One of two known Jackson signed bats in the hobby!1928-30 "Shoeless Joe" Jackson Signed Bat from 1918 Chicago White Sox Teammate. They are linked in baseball lore by membership upon the 1918 Chicago White Sox, and by personal tragedy. The story of Joe Jackson is familiar to even the most casual baseball historian, one of the leading lights of the Dead Ball Era game banished from professional ball by Commissioner Kenesaw Mountain Landis for his alleged participation in throwing the 1919 World Series for crooked gamblers.
The story of Johnny Mostil, whose game used lumber serves as the medium for Jackson's exceedingly rare autograph, is far less familiar. Mostil played only ten games for the 1918 White Sox before relegation to the American Association's Milwaukee Brewers for two years, returning to the ChiSox for nine more seasons beginning in 1921. Though he never reached the heights of Jackson, Mostil did become, for two seasons, one of the top stars of the American League. His 135 runs scored and forty-three stolen bases in 1925 led the Junior Circuit, and he finished second in American League MVP voting for 1926 to George Burns.

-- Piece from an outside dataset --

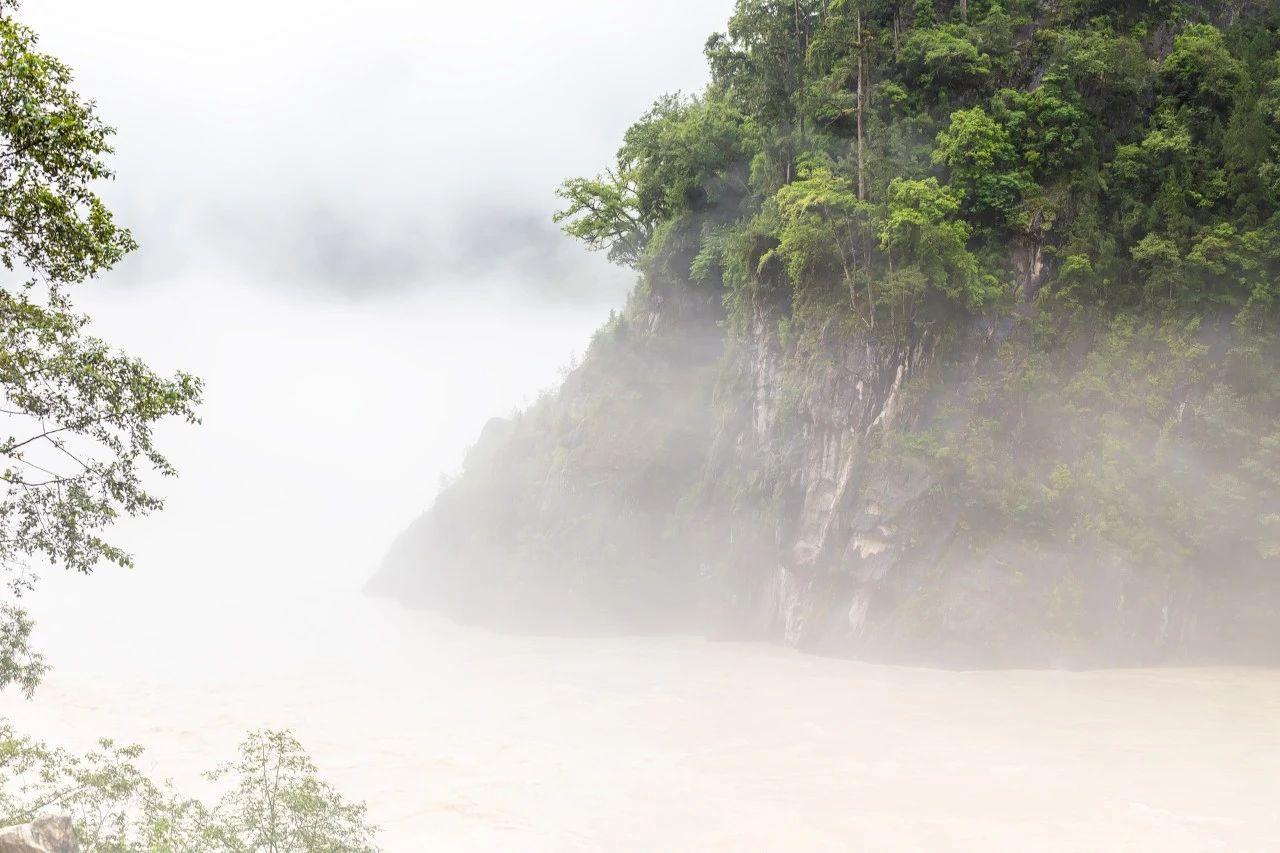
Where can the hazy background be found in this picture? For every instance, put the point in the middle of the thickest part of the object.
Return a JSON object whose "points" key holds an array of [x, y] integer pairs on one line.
{"points": [[344, 215], [344, 223]]}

So it came as a tremendous shock to his growing fanbase when The Los Angeles Times reported on March 9, 1927 that Mostil had attempted suicide in his hotel room at spring training, slashing his own wrists and throat and stabbing himself in his failed bid to end his own life. Though Mostil would return to competition late in the season, injuries would drive him from the Majors for good early in 1929, having never regained his former brilliance.
Perhaps during these last gasps of his Major League career, or more likely during Mostil's return to the minors and barnstorming competition, Mostil presented his bat to Jackson for an autograph. While Shoeless Joe was embarrassed by his own illiteracy, and thus typically avoided signing his name unless legal issues required it, he apparently felt compelled to honor his former teammate's request with the magnificently bold black fountain pen example we find here, a bona fide 9/10. At some point subsequent to that autograph session, the bat was returned to the Louisville Slugger factory for reproduction, as faded sidewriting (only "Johnny M" remains visible) attests.
A signed letter of provenance from the consignor to a 2005 auction picks up the story. The gentleman explains that his grandparents had been friends with Jackson in their shared Greenville, South Carolina hometown in the 1930's and 1940's, and that they had purchased the bat at a local auction because of that association. The letter states that his grandfather gave the bat to him in the mid-1970's.
The bat measures thirty-four and a half inches in length, at a weight of thirty-four and a half ounces. A handle crack extends close to the center brand but is invisible upon display. A coating of polyurethane was applied at some point, presumably to protect the autograph. A thrilling and exceedingly rare artifact for the advanced collector, with solid provenance and paperwork from both leading autograph authentication firms. LOA from PSA/DNA (bat). Full LOA from PSA/DNA (autograph). Full LOA from James Spence Authentication (autograph). Letter of provenance from owner.